Então vem dos jovens com a síndrome de down o melhor momento deste sábado 13 no Recife. Uma bela mocinha com os seus olhinhos onde brilha uma irreprimível simpatia, com seus olhinhos puxados que são uma nascente de amor, beija no rosto o violonista Lalão. Ele, mulato escuro, enrubesce na penumbra do momento. Ficou confuso, a sorrir para a mocinha. Ao que ela lhe pede, pois grande é o cerco e cercania das atrações do sentimento: “Toca Olha pro céu meu amor”. Ela pede e sai. Ele resmunga para mim: “olha pro céu meu amor...”. E eu sei o que isso significa. Lalão quer apenas dizer, tocar uma coisa tão boba, para um músico da minha altura e talento, era só o que faltava.    
 E se levanta, pois agora é a sua vez de executar a sua melhor arte. Toca cinco ou seis magníficos choros. A mocinha volta a pedir em voz alta “olha pro céu, meu amor... olha pro céu”. Eu não sei se existe uma hora em que a leveza toca o coração do grande artista. Eu não sei se há um instante em que um afeto simples, singelo, idiota, como resposta  a um beijo assoma e revolve o peito de um virtuose, eu não sei, enfim, se a vaidade da gente cede o passo a uma compreensão total, absoluta, que vem da grande arte. Eu não sei. Lalão toca “Olha pro céu, meu amor”. Ah, a mocinha e outros jovens começam a dançar, numa confraternização, como se fossem a própria tradução da música em corpos e alegria.      
 Ali houve uma contaminação da doença que tem o nome de solidariedade.

Não sei se Lalão viu. Ou se viu, como bom artista, viu e guardou escondido no seu coração. Para ninguém ele disse naquele minuto, pois parecia tocar alheio àquele mar de felicidade, que se espraiava na singela composição, no modo e humildade com que ele a tocava. Ele fez que não viu que estávamos todos felizes ao ver a felicidade dos jovens de Down a dançar. A gente se amarrando pra não cantar em voz bem alta os versos   
 “Olha pro céu, meu amor
Vê como ele está lindo
Olha praquele balão multicor
Como no céu vai sumindo
Foi numa noite, igual a esta
Que tu me deste o teu coração
O céu estava, assim em festa
Pois era noite de São JoãoHavia balões no ar
Xote, baião no salão
E no terreiro
O teu olhar, que incendiou
Meu coração”.
O momento em imagens com a duração de um beijo ficou aqui  http://www.youtube.com/watch?v=0Q8xz5LDrdk&feature=youtu.be
 
Certa vez, o trágico poeta Racine escreveu esta lição: “sem dinheiro, a honra é uma doença”.  É verdade. Igual a tantos artistas que têm no talento a  única honra, Lalão se foi. Como um balão que se incendiou.

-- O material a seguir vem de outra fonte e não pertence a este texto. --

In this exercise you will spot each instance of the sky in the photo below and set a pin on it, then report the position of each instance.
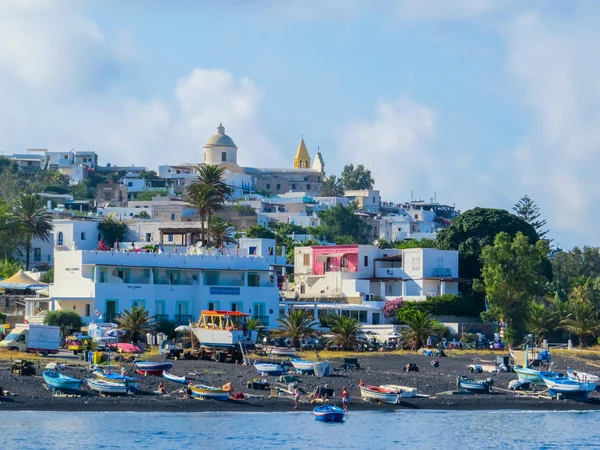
(473, 102)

* Escritor, jornalista, colaborador do Observatório da Imprensa, membro da redação de La Insignia, na Espanha. Publicou o romance “Os Corações Futuristas”, cuja paisagem é a ditadura Médici e “Soledad no Recife”.  Tem inédito “O Caso Dom Vital”, uma sátira ao ensino em colégios brasileiros.

Um comentário:

  1. Li a outra crônica, da outra semana do ano passado, aqui em destaque branco. Ambas emocionaram-me. Então, Lalão foi o responsável pela trilha sonora da outra festa. Lembrei-me de Dilermano Reis, que também fazia um violão se multiplicar, pelo imenso talento, e da letra de música infantil "Bambalão/ senhor capitão/ Espada na cinta/ ginete na mão//. Justíssima homenagem!